I was talking with Bob Murphy last night about some of Scott Sumner's more strenuous claims. I for one have serious doubts about really declarative empirical claims about monetary or fiscal policy as it relates to the current depression (and I'm skeptical of a lot of historical empirical claims as well!). That goes for Konczal declaring a "natural experiment" as well as Sumner latching on every jobs report that comes out.
My point to Bob was that we need exogenous variation to get a handle on this. There is something of a case for exogenous cross-sectional variation. It's probably weak but it's probably there for a bright person to pull out (and many have tried). We don't have exogenous longitudinal variation in this crisis. That got me thinking about the exogenous variation we've used in the past to estimate multiplier, and that started to depress me about empirical macro.
The distinction between cross-sectional and longitudinal variation is a distinction between different data structures.
But an arguably more important distinction is between what we might call exogenous static and exogenous dynamic policy. In the New Keynesian (vs. the Old Keynesian) and the Market Monetarist (vs. the old Monetarist) or really just in the post-rational-expectations world a lot of the interesting policy effects are in the dynamics and in the impact of policy on expectations. So really if you want a meaningful policy multiplier you want not just to find exogenous policy variation - you want exogenous variation in peoples' expectations about future policy.
That is a very tall order, if you think about it. We usually think that peoples' expectations are affected because they know there is an intention on the part of policymakers to continue a particular policy. But the only reason why there would be such an intention is if there was cause for it (i.e., if the policy was not exogenous). This seems by its very nature a lot harder to me.
It's not impossible. One obvious example of trying to do this that comes to mind is Valerie Ramey's use of the "war news" variable in her work precisely to get at military spending that people expect to persist (I can't think of anyone that has been as explicit about the need for making this distinction as Ramey). If you think about the Romers' work on tax policy, these too are policies that people expect to persist (although I don't think they consider the distinction I make here quite so explicitly).

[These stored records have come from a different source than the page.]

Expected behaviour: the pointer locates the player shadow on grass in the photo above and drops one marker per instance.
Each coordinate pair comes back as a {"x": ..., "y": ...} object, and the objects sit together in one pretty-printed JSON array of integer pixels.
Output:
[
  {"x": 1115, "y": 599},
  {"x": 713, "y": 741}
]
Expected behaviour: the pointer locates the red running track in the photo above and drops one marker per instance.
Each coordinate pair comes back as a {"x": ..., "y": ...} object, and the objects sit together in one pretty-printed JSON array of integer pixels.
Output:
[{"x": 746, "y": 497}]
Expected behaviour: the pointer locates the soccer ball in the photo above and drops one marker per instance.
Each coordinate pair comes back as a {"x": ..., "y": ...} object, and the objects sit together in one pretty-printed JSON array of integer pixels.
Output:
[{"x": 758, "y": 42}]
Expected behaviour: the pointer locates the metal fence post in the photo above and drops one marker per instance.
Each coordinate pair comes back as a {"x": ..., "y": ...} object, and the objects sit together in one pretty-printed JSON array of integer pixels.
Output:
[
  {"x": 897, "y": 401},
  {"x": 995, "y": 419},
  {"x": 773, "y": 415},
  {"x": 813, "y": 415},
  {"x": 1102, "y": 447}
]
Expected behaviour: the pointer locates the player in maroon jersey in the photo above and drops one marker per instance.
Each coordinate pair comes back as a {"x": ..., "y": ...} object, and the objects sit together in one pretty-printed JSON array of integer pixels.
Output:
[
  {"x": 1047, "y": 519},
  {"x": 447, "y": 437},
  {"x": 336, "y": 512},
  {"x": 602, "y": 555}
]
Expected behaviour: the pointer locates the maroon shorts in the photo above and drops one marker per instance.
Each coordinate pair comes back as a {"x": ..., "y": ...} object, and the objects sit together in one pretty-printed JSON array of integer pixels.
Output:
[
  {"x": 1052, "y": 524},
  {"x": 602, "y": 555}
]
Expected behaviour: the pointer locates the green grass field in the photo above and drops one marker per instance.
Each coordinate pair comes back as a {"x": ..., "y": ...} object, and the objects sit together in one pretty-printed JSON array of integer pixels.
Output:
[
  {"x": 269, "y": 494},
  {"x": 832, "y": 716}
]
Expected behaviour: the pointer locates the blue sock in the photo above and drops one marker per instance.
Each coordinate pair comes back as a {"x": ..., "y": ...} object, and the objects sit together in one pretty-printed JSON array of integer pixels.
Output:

So it's not hopeless, but it's a lot harder. Policy that changes easily (the spending side of fiscal policy or monetary policy) is going to be particularly hard to find exogenous dynamic variation, even though you may find creative ways to pick out exogenous static variation.
Maybe the way to go is to look for natural experiments, but of course natural experiments bring special circumstances. The Depression provides some good ones: FDR and gold for monetary policy and WWII for fiscal policy.